I guess being from the South, I don’t think about racism in terms of Hispanic people, though I know that is real. But one thing I do know from personal experience is that racism is not just about fear of the unknown, fear of not having enough, fear of that which is different. It’s also about letting those things bubble up into hatred, where all of a sudden it’s ok to do to other people (or allow to be done to others) what would be unthinkable if it were a person’s own sister, daughter, wife, brother, son, husband.

The House of Bishops’ letter made nine points (and I’m abbreviating:
1) People cross borders to escape poverty, hunger, injustice and violence. “We categorically reject efforts to criminalize undocumented migrants and immigrants, and deplore the separation of families and the unnecessary incarceration of undocumented workers.”
2) Deplore inhuman policies like raids, separation of families, denial of health services.
3) Calls on the US government and all governments to create fair and humane immigration policies.
4) Respects that governments have to protect their people, including securing borders.
5) The Episcopal Church is committed to getting rid of racism, and recognizes how it impacts debates on immigration.
6) “We confess our own complicit sinfulness as people who benefit from the labor of undocumented workers without recognizing our responsibility to them.”

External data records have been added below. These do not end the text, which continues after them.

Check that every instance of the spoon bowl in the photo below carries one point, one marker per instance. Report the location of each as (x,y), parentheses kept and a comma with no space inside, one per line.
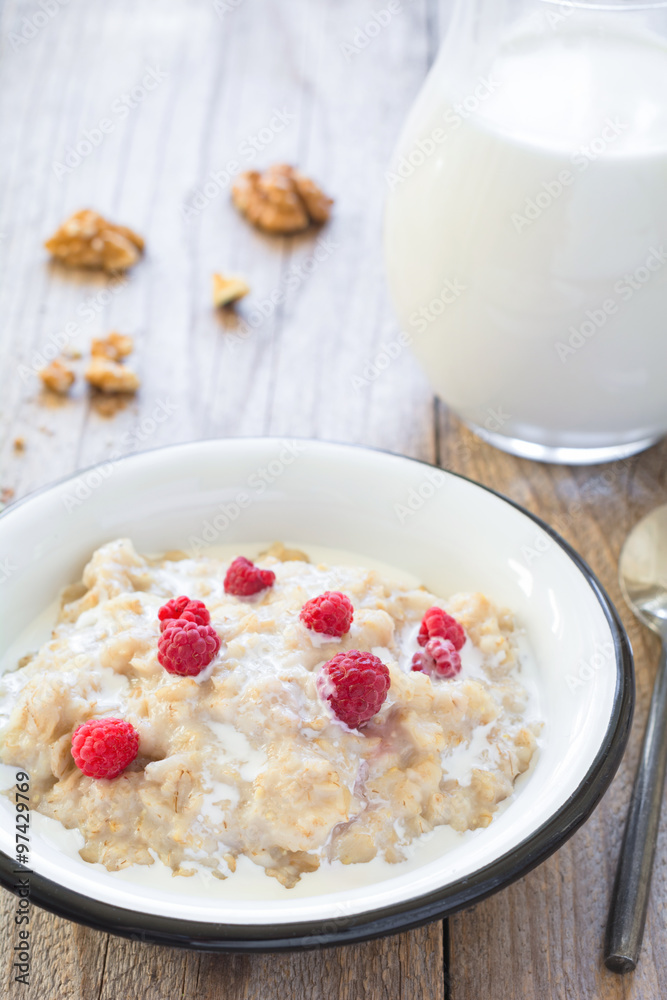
(643,580)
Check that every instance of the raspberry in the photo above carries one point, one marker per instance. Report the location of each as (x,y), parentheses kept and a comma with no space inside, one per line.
(437,622)
(440,657)
(355,684)
(102,748)
(187,648)
(331,613)
(183,607)
(243,578)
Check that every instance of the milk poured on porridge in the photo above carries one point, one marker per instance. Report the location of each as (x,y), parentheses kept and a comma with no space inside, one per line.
(526,236)
(246,763)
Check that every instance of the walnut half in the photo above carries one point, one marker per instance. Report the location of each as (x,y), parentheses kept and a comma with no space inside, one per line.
(280,200)
(227,290)
(86,239)
(114,346)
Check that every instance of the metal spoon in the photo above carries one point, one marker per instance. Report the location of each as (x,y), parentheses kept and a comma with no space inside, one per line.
(643,579)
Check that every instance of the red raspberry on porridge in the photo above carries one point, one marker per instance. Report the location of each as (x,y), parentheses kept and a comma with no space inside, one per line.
(183,607)
(187,648)
(103,748)
(244,579)
(330,613)
(437,623)
(355,684)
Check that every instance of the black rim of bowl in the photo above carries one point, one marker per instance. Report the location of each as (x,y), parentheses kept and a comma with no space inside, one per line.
(435,905)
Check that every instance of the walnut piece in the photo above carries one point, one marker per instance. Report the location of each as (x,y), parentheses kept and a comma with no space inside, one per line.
(57,377)
(111,377)
(226,290)
(114,346)
(86,239)
(281,200)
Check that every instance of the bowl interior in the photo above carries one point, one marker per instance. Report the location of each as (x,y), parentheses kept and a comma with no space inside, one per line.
(447,531)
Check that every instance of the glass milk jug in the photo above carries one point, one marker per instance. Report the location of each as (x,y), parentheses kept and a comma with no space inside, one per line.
(526,225)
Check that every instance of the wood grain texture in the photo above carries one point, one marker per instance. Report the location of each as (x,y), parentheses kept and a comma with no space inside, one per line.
(287,368)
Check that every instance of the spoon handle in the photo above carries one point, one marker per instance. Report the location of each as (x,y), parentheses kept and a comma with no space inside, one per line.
(629,901)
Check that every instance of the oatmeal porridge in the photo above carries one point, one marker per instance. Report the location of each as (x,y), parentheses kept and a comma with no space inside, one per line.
(289,712)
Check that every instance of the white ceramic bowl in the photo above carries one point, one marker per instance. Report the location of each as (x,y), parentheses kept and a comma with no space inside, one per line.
(454,535)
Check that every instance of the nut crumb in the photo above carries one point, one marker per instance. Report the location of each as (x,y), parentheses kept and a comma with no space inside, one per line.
(87,239)
(72,353)
(228,290)
(114,346)
(57,377)
(111,377)
(280,200)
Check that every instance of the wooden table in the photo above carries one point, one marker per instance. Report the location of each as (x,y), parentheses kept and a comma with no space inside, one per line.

7) Don’t discount concerns about the danger of uncontrolled immigration to our safety and economic well-being. But says concerns should be “approached within the broader context of a national commitment and covenant to inclusion and fellowship across all lines for the sake of the common good.”
8) Citizens should remember the good of a nation lies beyond its own self-interest.
9) It offers a resource for further theological study, “The Nation and the Common Good: Reflections on Immigration Reform.”

So that’s what the House of Bishops thinks. Now I wonder WWJD?